Many critics of the Obama administration are quick to jump to Fox News talking points, saying the economic recovery has taken far too long, and that the unemployment rate still hasn’t fallen back to pre-recession levels.
However, Obama’s supporters see it differently. They point out the president took office during the worst economic downturn since the Great Depression, and has managed to turn things around and get growth back on track. Back then, stocks were tanking. Frankly, most investors were scared to touch just about any asset, although there was some bounce in safe havens like gold and silver.
Not only can Obama be attributed for turning around the economy and getting the country back on track, U.S. stocks posted records on Thursday. Investors saw relatively modest gains after the Nasdaq Composite closed at its highest level ever, while the S&P 500 was only a hair away from a record close.
Nasdaq Posts First Record Close In 15 Years.
Fifteen years, one month and thirteen days. That’s how long it took the Nasdaq composite index to close above the record it set at the apex of the dot-com bubble on March 10, 2000.
The record-setting Nasdaq Composite (RIXF) end up 20.89 points, or 0.4%, at 5,056.
The S&P 500 (SPX) ended 4.97 points, or 0.2%, higher at 2,112.93, retreating from an intraday record of 2,120.52 set on Thursday, while the Dow Jones Industrial Average (DJI) added a relatively mundane 20.42 points, or 0.1%, to close higher at 18,058.69.
As expected, utilities, telecommunications and energy stocks were among the biggest gainers in the S&P 500.
If you took Obama’s advice, you’d be calling him the trader-in-chief.
It also doesn’t hurt Obama’s reputation, that in the depths of the Great Recession, he essentially predicted the precise point where stocks would hit their lowest point. Given that stock market fluctuations are largely based on speculation and psychological factors, it’s a challenging prediction for any Wall Street investment professional to make accurately, let alone a president. President Obama said:
What you’re now seeing is profit and earning ratios are starting to get to the point where buying stocks is a potentially good deal if you’ve got a long-term perspective on it.

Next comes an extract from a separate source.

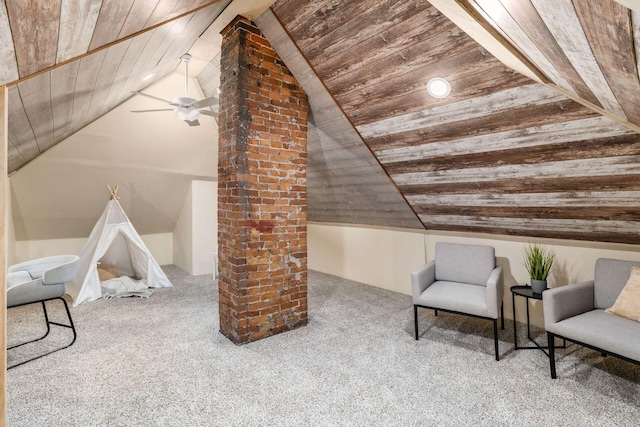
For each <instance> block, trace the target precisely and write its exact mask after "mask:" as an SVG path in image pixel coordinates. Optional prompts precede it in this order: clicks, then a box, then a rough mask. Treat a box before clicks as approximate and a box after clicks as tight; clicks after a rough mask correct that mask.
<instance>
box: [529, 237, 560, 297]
mask: <svg viewBox="0 0 640 427" xmlns="http://www.w3.org/2000/svg"><path fill="white" fill-rule="evenodd" d="M554 258H555V253H554V252H553V250H551V249H549V248H545V247H544V246H540V245H538V244H537V243H533V244H529V246H527V247H526V248H525V250H524V266H525V268H526V269H527V272H528V273H529V277H530V278H531V288H532V289H533V292H535V293H537V294H541V293H542V291H544V290H545V289H547V276H549V272H550V271H551V266H552V265H553V259H554Z"/></svg>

President Obama said that at a press conference on March 3, 2009. All most impossible to predict, and even harder to believe, the stock market hit its low point only six days later, on March 9, 2009.
If you followed the stock market advice of our commander-in-chief, maybe you’d be calling him the trader-in-chief by now. Since President Obama miraculously predicted with accuracy the point where stocks bottomed out, the stock market has dramatically rocketed. By conservative estimates, if you invested $100 in a fund that tracks the S&P 500 around the time the president advised, your money would now be worth about $300 today. That’s a return of about 200%.

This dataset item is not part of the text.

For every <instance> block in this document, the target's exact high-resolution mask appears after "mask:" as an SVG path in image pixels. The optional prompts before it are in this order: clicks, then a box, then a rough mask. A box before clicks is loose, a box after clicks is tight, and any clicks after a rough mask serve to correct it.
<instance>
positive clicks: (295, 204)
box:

At the same press conference all those years ago, President Obama made it clear that he doesn’t believe his job is to track the “day-to-day gyrations” of the market. He noted, reemphasizing advice from arguably the most prominent investor, Warren Buffett:
The stock market is sort of like a tracking poll in politics. It bobs up and down day to day, and if you spend all your time worrying about that, then you’re probably going to get the long-term strategy wrong.
Unfortunately in this case, many Americans did not follow the president’s advice. Only half of Americans have any money invested in the stock market and most of that is through their 401k retirement accounts. Far too many Americans have missed out on the fourth longest bull market in U.S. history.
So which assets have performed the best so far in Obama’s tenure?
Historically, the safe bet might be to say precious metals like gold, commodities or even the U.S. dollar.
However, this has not been the case so far, under President Obama. During Obamas tenure as POTUS, stocks are the clear winner.
The only other assets class that comes close is real estate investment trusts (REITs), which trade like stocks but are companies that hold office buildings, malls and other properties and make money off the rents.
Different times. Different context.
Judge presidents by their accomplishments, not by their predecessors inheritance.
When it comes to politics and presidential tenures, there seems to be a lot of comparisons going on. Whether it may be in between President Obama’s economics and President Ronald Reagan’s Reaganomics, or George W. Bush’s mess and Obama’s cleaning up, it is difficult to compare presidents outside of a narrow context of time.
What we can do is judge them by their accomplishments, by how they faced the challenges of their time. Coming off arguably one of the most disastrous presidencies in our history, that of George W. Bush, who cut taxes yet involved us in two un-paid for wars, and crashed our economy and that of the rest of the world as a result, we found ourselves with our nation’ first black president.
Our economy in shambles, two wars continuing and with no real end in sight, let alone any idea of what, exactly, would constitute victory, Barack Obama stepped up to the plate, called his shot, and made his play.
The facts prove that Obama’s time in office has been successful, even impressive. The wars are apparently over, the economy is thriving. Unemployment has dropped and we have seen record levels of job growth. By all measures of success, Obama’s presidency has been exceptional. Even Wall Street agrees that Republicans are killing the economy, and the evidence proves that the economy grows more under Democratic than Republican presidents.